- Cover of the first release

EP by Reverie Sound Revue
- Released: August 26, 2003 (re-release)
- Genre: New wave, indie rock
- Length: 33:34
- Language: English
- Label: Boompa
- Producer: Reverie Sound Revue, Dave Alcock

Reverie Sound Revue chronology
|  | Reverie Sound Revue (2003) | Reverie Sound Revue (2009) |

= Reverie Sound Revue (EP) =

Reverie Sound Revue is the title of Reverie Sound Revue's first EP, and their debut release. The EP was released independently in 2003. It received positive reviews in the local music scene.

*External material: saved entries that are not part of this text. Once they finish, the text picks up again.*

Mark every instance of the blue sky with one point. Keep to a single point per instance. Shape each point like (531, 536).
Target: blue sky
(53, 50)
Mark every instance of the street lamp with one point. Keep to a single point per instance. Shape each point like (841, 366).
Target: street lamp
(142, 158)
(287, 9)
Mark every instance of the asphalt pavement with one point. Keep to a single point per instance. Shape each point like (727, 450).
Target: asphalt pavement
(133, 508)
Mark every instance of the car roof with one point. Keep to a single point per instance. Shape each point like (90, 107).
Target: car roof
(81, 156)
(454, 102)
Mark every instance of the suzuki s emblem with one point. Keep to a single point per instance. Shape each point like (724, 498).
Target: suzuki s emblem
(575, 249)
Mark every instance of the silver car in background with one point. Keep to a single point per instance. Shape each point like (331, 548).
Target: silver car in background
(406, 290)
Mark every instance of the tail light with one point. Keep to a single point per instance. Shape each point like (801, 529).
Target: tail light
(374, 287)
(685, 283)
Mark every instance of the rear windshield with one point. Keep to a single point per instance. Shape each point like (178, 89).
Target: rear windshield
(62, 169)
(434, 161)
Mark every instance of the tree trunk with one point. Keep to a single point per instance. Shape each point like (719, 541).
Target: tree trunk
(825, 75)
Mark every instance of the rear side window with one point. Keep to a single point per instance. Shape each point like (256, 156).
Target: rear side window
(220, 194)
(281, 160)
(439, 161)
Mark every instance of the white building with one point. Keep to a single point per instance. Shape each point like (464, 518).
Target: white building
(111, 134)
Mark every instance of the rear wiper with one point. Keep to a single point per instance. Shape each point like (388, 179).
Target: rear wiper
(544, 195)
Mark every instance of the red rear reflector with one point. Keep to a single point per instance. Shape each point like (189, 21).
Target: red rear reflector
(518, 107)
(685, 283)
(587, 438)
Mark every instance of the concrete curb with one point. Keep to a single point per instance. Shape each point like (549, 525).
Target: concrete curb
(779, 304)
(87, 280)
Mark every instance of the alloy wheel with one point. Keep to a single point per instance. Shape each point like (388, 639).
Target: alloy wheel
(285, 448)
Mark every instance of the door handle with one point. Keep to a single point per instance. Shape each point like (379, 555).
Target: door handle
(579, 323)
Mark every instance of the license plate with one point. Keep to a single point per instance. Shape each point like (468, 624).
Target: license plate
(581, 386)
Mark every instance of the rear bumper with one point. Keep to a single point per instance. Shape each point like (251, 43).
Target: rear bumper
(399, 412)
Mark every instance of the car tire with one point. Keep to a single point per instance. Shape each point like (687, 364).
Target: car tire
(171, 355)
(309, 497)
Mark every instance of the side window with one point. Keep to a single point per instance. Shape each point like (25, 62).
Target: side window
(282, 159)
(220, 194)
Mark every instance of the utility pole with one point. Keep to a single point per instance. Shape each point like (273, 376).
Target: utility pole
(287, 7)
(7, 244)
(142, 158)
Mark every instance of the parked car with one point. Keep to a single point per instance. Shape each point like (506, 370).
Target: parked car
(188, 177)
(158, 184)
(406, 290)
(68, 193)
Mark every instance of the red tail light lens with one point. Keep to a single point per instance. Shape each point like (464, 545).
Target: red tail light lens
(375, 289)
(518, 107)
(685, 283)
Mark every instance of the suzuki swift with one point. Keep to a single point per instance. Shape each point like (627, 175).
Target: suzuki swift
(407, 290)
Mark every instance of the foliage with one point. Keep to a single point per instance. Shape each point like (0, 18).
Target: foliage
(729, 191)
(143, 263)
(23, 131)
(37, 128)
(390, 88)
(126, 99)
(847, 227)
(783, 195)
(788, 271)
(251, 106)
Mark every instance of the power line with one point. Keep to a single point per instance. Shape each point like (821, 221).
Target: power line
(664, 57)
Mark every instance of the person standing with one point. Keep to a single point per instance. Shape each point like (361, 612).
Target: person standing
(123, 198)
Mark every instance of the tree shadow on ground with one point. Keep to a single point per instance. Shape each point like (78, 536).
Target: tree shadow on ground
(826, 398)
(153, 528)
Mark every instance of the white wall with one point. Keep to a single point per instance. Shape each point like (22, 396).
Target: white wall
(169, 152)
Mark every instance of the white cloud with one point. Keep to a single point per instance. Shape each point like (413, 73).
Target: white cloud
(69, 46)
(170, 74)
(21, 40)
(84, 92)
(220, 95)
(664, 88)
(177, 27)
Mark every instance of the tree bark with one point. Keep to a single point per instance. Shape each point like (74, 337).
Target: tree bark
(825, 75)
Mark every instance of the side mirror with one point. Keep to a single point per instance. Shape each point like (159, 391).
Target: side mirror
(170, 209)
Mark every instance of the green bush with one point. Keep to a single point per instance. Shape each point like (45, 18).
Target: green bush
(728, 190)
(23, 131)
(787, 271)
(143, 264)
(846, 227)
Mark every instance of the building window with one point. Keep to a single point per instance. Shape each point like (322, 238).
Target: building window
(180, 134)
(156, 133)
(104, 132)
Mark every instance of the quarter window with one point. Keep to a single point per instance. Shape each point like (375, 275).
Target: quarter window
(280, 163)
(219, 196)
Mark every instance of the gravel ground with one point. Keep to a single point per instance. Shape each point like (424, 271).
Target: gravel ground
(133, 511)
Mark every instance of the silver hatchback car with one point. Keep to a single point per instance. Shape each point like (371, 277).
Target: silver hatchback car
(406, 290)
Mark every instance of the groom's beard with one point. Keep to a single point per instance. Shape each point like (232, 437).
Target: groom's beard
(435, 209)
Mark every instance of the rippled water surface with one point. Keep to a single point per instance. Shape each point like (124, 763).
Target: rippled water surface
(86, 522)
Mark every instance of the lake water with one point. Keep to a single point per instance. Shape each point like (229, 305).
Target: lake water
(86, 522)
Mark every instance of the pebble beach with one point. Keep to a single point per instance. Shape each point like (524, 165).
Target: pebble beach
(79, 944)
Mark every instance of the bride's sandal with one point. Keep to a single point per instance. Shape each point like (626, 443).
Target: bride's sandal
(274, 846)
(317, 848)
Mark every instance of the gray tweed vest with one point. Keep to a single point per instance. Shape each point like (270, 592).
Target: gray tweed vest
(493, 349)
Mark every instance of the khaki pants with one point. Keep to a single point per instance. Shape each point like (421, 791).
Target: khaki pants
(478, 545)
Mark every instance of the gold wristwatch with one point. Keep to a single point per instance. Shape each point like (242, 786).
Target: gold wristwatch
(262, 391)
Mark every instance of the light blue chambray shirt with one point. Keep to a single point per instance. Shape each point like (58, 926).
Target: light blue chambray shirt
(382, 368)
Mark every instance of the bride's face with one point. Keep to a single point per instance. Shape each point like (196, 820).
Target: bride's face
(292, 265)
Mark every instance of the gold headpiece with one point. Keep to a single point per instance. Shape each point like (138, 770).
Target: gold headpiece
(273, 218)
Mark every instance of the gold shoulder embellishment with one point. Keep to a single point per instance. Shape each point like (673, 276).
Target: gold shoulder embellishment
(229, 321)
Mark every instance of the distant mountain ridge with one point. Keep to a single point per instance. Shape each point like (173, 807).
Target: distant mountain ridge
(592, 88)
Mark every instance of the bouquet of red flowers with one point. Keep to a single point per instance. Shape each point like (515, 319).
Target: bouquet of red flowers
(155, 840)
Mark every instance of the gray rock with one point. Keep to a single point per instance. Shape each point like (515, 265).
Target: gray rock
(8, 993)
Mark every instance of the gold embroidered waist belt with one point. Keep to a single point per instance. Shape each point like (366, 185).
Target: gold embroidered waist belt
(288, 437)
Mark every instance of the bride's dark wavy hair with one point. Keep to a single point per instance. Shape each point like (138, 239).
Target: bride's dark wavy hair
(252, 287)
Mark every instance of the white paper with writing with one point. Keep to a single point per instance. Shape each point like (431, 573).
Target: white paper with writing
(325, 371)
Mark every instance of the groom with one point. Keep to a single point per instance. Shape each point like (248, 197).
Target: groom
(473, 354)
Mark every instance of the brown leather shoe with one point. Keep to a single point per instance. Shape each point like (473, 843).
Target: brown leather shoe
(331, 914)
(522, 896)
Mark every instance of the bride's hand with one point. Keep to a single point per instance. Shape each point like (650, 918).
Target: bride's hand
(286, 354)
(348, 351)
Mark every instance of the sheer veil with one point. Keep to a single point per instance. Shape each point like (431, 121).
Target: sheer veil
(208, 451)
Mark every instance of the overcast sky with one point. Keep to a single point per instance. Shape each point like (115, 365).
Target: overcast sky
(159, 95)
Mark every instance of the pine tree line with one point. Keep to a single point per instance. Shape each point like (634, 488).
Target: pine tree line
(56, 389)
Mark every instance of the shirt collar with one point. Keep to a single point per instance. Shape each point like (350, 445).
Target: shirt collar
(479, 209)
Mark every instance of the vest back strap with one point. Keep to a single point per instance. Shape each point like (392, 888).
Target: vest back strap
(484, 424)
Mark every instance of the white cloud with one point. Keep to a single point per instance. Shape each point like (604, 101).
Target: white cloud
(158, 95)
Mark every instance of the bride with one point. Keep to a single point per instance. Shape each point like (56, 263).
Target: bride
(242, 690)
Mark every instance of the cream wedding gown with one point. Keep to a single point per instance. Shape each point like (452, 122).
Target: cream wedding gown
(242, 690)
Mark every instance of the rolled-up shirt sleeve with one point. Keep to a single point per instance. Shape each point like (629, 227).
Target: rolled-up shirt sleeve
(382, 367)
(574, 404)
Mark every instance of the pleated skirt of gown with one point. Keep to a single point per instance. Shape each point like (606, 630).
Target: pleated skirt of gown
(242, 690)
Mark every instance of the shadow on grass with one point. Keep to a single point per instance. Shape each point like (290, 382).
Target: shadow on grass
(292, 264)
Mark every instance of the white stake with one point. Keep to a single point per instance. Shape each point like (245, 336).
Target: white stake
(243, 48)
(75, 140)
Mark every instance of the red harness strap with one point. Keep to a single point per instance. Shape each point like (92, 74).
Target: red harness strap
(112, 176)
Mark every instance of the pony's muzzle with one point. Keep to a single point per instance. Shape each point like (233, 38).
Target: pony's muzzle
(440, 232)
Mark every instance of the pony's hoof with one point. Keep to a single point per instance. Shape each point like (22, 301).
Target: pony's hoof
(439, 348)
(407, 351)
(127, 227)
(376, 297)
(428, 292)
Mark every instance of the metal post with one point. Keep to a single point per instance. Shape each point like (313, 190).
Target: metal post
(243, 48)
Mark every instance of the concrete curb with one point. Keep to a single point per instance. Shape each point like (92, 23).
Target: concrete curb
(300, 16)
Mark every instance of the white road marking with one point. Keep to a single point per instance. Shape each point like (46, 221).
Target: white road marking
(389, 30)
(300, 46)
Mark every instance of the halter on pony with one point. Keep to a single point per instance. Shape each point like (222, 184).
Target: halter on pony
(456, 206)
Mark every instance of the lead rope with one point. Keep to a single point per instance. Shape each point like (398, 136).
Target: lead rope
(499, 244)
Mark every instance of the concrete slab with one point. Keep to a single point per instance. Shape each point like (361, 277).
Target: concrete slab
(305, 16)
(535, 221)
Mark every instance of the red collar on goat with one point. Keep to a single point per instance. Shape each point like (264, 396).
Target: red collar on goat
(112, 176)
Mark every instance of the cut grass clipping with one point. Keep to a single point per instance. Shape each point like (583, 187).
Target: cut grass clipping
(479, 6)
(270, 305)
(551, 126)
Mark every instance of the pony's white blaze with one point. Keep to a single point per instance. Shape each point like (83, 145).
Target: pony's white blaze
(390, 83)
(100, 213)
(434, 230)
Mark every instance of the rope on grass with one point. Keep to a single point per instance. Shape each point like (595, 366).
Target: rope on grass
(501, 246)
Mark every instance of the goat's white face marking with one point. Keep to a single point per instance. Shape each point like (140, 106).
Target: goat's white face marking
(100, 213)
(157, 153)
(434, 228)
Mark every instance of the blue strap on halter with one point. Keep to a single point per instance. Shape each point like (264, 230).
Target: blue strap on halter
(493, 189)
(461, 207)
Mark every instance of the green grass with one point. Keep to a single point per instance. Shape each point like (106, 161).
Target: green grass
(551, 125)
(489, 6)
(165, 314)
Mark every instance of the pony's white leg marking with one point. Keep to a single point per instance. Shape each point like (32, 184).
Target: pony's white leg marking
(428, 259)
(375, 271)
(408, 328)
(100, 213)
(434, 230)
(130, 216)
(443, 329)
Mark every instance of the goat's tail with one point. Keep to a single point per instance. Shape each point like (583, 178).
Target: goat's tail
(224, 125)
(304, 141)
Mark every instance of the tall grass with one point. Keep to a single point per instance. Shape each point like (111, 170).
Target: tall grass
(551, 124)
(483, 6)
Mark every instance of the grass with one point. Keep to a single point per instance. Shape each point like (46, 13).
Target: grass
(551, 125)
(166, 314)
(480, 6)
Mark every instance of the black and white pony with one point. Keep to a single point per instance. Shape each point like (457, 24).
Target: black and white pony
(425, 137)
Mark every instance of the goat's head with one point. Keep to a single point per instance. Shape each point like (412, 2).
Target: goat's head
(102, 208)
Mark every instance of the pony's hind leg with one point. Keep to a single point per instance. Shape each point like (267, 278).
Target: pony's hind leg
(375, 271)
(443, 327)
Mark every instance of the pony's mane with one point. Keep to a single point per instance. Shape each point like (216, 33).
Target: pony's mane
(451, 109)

This EP has been released three times. The first release included only the first 6 tracks, the re-release with a new cover, and 8 total tracks. The most recent re-release was distributed by Boompa, digitally, and excluded the track "Cascade." Physically, the EP is now out of print.

==Track listing==
1. "Walking Around Waiting Downtown"
2. "It's All the Same"
3. "Rip the Universe"
4. "Passes & Passports"
5. "The A.M."
6. "One Marathon"
7. "Cascade"
8. "In the New"

===Notes===
- All tracks written and performed by Reverie Sound Revue.
- Tracks 1 to 6 produced by Reverie Sound Revue and Dave Alcock.
- Tracks 7 and 8 engineered and mastered by Jonathon Stevens.